Now there have been fresh protests on climate change by groups labelling themselves Extinction Rebellion, who adopt the technique of glueing their hands to the pavement. Good luck with that, we say.
Strange as it may seem to the protestors, there are many among older New Zealanders who believe the Ardern government, with its Green Party allies, have been dragging the chain when it comes to action on climate change.
They don’t believe the government has focused as hard as it should on issues where science could make a real difference in the battle to preserve the world as we know it from the impact of global warming.
For example, why isn’t the government removing the restrictions on genetic engineering which has huge potential to reduce methane emissions?
The new technology of gene editing has emerged as a real option in tackling some of the world’s biggest challenges in food production, conservation, and climate change, as well as in medicine.

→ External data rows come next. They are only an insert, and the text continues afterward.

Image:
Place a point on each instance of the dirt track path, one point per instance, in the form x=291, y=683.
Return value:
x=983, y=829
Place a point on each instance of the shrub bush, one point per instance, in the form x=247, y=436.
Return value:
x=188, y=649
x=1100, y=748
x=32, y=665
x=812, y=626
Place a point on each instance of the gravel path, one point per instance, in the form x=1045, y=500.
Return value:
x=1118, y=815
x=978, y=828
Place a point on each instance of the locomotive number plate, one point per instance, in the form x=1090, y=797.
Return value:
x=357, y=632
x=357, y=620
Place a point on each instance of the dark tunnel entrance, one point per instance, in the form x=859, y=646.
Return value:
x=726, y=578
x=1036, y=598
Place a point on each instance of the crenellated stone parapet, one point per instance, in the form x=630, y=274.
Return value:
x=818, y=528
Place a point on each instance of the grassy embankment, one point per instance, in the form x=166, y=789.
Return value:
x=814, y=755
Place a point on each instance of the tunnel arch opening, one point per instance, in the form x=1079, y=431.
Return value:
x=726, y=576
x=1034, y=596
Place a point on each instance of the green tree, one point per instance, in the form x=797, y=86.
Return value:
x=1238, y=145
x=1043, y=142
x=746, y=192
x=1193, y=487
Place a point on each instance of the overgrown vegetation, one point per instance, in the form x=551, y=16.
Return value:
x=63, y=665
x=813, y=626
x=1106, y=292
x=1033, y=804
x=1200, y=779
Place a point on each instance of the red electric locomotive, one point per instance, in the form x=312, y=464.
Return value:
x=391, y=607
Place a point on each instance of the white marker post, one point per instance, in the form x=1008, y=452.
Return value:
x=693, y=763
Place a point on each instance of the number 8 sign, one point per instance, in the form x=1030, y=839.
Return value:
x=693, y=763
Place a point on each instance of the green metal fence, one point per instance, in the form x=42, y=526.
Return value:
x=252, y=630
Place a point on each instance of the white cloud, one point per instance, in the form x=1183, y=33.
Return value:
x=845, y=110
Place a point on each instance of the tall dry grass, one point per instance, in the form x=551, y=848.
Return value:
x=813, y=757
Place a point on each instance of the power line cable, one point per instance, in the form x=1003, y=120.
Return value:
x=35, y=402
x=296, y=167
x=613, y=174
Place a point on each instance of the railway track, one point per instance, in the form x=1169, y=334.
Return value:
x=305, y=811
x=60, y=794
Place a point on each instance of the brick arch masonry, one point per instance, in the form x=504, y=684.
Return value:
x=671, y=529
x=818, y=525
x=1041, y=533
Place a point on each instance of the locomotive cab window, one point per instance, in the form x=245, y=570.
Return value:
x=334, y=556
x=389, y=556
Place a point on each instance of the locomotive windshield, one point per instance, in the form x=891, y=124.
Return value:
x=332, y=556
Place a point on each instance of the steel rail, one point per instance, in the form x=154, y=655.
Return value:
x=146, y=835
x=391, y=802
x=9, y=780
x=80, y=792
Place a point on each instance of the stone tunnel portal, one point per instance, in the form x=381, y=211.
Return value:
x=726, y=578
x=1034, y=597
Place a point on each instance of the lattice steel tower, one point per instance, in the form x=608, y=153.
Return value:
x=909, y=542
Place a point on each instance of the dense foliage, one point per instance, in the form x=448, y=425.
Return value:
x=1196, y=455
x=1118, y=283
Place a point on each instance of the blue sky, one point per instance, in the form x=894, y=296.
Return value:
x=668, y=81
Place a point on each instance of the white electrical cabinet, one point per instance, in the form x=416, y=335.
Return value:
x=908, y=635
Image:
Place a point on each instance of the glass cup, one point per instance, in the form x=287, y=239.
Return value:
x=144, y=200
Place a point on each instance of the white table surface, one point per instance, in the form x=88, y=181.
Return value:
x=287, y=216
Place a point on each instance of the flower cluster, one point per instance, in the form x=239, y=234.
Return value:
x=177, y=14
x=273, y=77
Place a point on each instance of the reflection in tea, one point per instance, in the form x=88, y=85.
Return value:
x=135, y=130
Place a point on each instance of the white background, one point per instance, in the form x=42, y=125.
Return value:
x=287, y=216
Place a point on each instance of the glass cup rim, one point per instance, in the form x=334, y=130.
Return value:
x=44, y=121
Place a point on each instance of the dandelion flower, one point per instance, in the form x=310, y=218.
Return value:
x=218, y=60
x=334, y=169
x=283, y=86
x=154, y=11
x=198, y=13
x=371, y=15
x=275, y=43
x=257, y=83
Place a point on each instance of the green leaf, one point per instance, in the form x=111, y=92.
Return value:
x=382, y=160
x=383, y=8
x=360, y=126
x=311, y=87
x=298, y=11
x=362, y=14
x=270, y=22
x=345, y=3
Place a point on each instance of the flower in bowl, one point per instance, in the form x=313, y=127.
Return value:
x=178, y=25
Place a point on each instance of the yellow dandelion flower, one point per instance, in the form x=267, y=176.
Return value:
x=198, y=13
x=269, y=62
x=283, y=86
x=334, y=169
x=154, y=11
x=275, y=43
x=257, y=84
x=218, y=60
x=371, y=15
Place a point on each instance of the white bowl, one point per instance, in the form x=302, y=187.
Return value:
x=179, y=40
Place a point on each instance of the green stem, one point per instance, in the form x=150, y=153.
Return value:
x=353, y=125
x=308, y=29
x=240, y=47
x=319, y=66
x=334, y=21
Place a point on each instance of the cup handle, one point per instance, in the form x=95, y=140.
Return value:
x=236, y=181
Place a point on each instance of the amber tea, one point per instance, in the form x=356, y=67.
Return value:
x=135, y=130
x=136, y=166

Even though genetic modification technologies and products are safe, they continue to be shrouded in controversy in NZ, though they are being applied in agriculture – for example in the US.
AgResearch has succeeded in gaining approval to develop and maintain genome-edited cattle and has launched a $10m study with the aim of developing dairy animals producing fewer emissions and better milk output.
They are doing so within NZ’s only EPA-approved large animal outdoor containment unit. Approved for 200 cattle, the double-fenced, 46ha unit includes animal handling, milking and surgical facilities, along with portable weather stations required for the tests.
AgResearch has developed methods to zero in on genetic gains, as far back as the early embryo stage, which are starting to be used in large-scale commercial breeding.
In a five-year programme the researchers plan to expand this concept into a new platform which will combine gene editing with strategies to multiply rapidly chosen embryos.
It’s this kind of science which the government should be driving hard. At present Plant & Food Research breeds only 100% GM-free fruit, vegetable and grains. While it has never developed GM foods for commercial use, its scientists routinely use gene technology to expand its knowledge.
They have learned that gene editing can help in achieving breeding targets around nutrition and sustainability much faster. That means consumers get more healthy foods sooner.
Other Crown Research Institutes have identified similar options, for example, in growing trees or fighting pests.
Scientists don’t want a re-run of the GM debate which produced the restrictions currently applied in NZ. The technology now available is very different and according to David Hughes, chief executive of Plant and Food Research, gene editing offers game-changing capability well beyond earlier GM tools. He says those changes are the same as found in nature.
“You can’t ‘test’ for gene editing because it leaves no trace”.
Hughes says his institute sees great promise for gene editing in helping NZers to sustain their prosperity, communities and environment.
It is not just in agricultural science where gene editing can be transformatory. In medicine, immune cells can be told to follow doctors’ orders and stem cells better coaxed into new tissues.
The Healthier Lives Science Challenge, funded by the government and under the direction of Professor Jim Mann of Otago University has already developed a simple, cost effective DNA-based (or genomic) diagnostic test for cancer progression which could be used in many locations around the country. It could particularly benefit people living in isolated rural areas who currently have to travel to larger centres for tests.
Here are programmes where the government, if it really believed in its rhetoric of transformation, could be driving hard the changes the country needs.